22:02 And what does that do to margins?
22:03 Your margins have seen an uptick clearly.
22:05 Talk to us about the levers of margin expansion in this quarter as well as going forward and
22:12 where should we expect that number?
22:14 Sure.
22:15 See, the margins, if you look at the stable levels before COVID, it used to be in the
22:19 7 to 8 rupees range.
22:22 We have started seeing the 10 to 11 rupees per kg range.
22:26 And this is mainly due to the product mix that we have got.
22:30 And we expect that the non-agri will continue to contribute more towards our overall business.
22:38 And as a result, the rupees per kg will be growing towards the 12, 13 rupees per kg in
22:45 the next two to three years.
22:46 And that is driven by the product mix.
22:50 Sure, understood.
22:52 And one quick one, I want to try and understand from you how the numbers with regard to top
22:58 line will grow as a result of all of this.
23:01 So we have seen that from FY22, we have largely been at that flat line kind of a number in
23:08 terms of top line.
23:10 Should we expect to see a bump up right up front in FY24 itself or would you wait for
23:15 FY25 to see that number go up?
23:18 See, the top line is a very difficult measure to track at this point of time because of
23:24 the volatility in PVC prices.
23:26 So we track much more of the metric tons of material, which we expect to grow anywhere
23:32 for the industry to go between 10 and 15%.
23:36 Top line is completely dependent upon the PVC prices.
23:40 Got your point.
23:41 Okay, thank you, Mr.
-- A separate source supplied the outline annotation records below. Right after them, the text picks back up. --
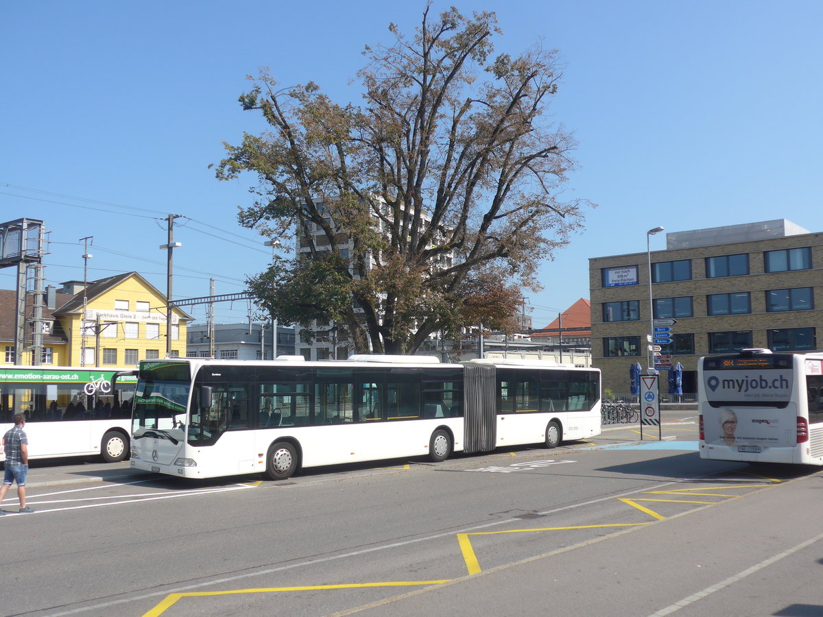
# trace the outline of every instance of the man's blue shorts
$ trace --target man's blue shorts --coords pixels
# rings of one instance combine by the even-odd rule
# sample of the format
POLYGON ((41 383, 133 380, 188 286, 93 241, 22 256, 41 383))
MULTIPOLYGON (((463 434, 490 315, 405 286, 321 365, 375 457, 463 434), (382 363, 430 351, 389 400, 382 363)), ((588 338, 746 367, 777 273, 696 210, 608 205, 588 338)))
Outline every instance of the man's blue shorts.
POLYGON ((3 477, 2 483, 4 485, 10 485, 12 482, 16 482, 17 486, 26 486, 26 476, 29 473, 28 465, 19 465, 17 466, 12 467, 8 464, 6 465, 6 475, 3 477))

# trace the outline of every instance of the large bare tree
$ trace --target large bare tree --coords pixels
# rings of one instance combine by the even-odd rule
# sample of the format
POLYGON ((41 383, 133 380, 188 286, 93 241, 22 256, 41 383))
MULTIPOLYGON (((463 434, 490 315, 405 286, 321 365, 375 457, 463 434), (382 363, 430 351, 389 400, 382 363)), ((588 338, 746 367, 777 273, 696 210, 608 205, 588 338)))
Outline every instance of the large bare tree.
POLYGON ((216 168, 258 175, 241 225, 296 234, 303 251, 249 279, 260 305, 304 327, 333 319, 358 351, 511 332, 522 290, 583 224, 584 203, 558 197, 574 142, 546 118, 556 52, 492 57, 494 13, 430 13, 413 36, 392 24, 393 44, 366 47, 360 106, 249 77, 239 101, 271 129, 226 144, 216 168))

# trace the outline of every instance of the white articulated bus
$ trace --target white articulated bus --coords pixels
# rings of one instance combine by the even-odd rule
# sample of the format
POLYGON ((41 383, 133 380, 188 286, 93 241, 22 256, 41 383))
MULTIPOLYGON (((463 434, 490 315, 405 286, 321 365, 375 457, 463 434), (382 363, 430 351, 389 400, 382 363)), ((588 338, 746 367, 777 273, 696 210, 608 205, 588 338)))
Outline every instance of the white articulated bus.
MULTIPOLYGON (((111 379, 122 369, 0 367, 0 435, 26 415, 29 458, 128 456, 137 378, 111 379)), ((0 448, 0 461, 6 455, 0 448)))
POLYGON ((823 353, 700 358, 700 457, 823 465, 821 397, 823 353))
POLYGON ((140 363, 136 469, 187 478, 582 439, 600 433, 600 372, 429 356, 140 363))

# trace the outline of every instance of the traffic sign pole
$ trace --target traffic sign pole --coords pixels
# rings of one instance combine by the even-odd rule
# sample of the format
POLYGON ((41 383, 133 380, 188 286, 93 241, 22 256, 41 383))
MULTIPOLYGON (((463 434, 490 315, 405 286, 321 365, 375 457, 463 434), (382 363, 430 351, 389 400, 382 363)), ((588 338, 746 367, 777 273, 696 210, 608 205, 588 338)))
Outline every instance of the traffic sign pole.
POLYGON ((658 425, 658 438, 663 441, 660 423, 660 380, 657 375, 640 375, 640 441, 643 425, 658 425))

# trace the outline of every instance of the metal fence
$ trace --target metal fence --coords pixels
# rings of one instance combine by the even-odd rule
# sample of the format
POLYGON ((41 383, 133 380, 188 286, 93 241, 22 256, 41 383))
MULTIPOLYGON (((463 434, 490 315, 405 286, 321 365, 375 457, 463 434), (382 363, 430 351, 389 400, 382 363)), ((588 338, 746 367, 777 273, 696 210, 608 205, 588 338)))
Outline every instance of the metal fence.
MULTIPOLYGON (((615 402, 632 403, 637 405, 639 402, 639 397, 636 394, 626 394, 625 392, 614 392, 612 401, 615 402)), ((603 399, 607 399, 604 397, 603 399)), ((668 392, 660 392, 660 402, 663 403, 696 403, 696 392, 686 392, 683 394, 669 394, 668 392)))

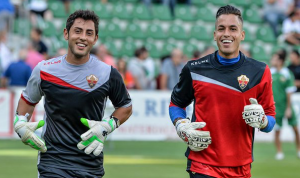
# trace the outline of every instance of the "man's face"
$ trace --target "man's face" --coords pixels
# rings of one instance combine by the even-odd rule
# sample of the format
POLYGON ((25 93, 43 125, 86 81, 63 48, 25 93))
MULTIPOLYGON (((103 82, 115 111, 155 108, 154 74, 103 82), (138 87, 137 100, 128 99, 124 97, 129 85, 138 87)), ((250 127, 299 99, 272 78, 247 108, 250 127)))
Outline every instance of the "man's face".
POLYGON ((234 58, 239 54, 239 45, 245 38, 242 22, 234 14, 220 15, 216 21, 214 40, 217 42, 219 54, 225 58, 234 58))
POLYGON ((94 22, 82 18, 75 19, 69 33, 64 30, 64 37, 69 43, 68 54, 72 53, 76 58, 87 56, 98 40, 94 22))

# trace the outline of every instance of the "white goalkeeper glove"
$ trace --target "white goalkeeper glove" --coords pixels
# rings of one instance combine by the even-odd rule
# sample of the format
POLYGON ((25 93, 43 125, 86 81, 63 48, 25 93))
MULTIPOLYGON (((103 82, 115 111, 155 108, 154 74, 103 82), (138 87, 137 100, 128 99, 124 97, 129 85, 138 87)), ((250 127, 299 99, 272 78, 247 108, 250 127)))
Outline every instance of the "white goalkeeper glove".
POLYGON ((78 149, 85 149, 84 152, 86 154, 93 152, 95 156, 100 155, 107 135, 120 125, 119 121, 115 119, 114 117, 110 117, 102 121, 93 121, 81 118, 80 121, 83 125, 90 129, 80 136, 82 141, 77 144, 78 149))
POLYGON ((258 104, 255 98, 250 98, 249 101, 251 104, 244 107, 243 119, 251 127, 265 128, 268 125, 268 119, 263 107, 258 104))
POLYGON ((209 131, 200 131, 205 127, 205 122, 192 122, 189 118, 180 119, 176 122, 176 131, 178 136, 187 143, 188 147, 193 151, 202 151, 211 144, 209 131))
POLYGON ((47 151, 46 144, 34 133, 34 131, 43 127, 45 122, 43 120, 39 122, 28 122, 28 116, 28 113, 26 113, 25 116, 16 115, 14 121, 15 132, 19 135, 25 145, 29 145, 30 147, 44 153, 47 151))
Ajit for that quick conversation with regard to how Phenolex is shaping up
23:46 in terms of its numbers as well as Q3, how the numbers have shaped up.
23:50 Thank you.
23:51 But, you know, with that, we're completely out of time on this edition of the Small and
23:56 Mid Cap Show.
23:57 We have markets largely where we left them.
24:00 We're roughly at 3/5 of a percent odd higher on the Nifty 50.
24:07 No complaints after the kind of week that we've had.
24:10 But for now, it's a goodbye from all of us here on the Small and Mid Cap Show.
24:14 More on NETV Profit on the other side.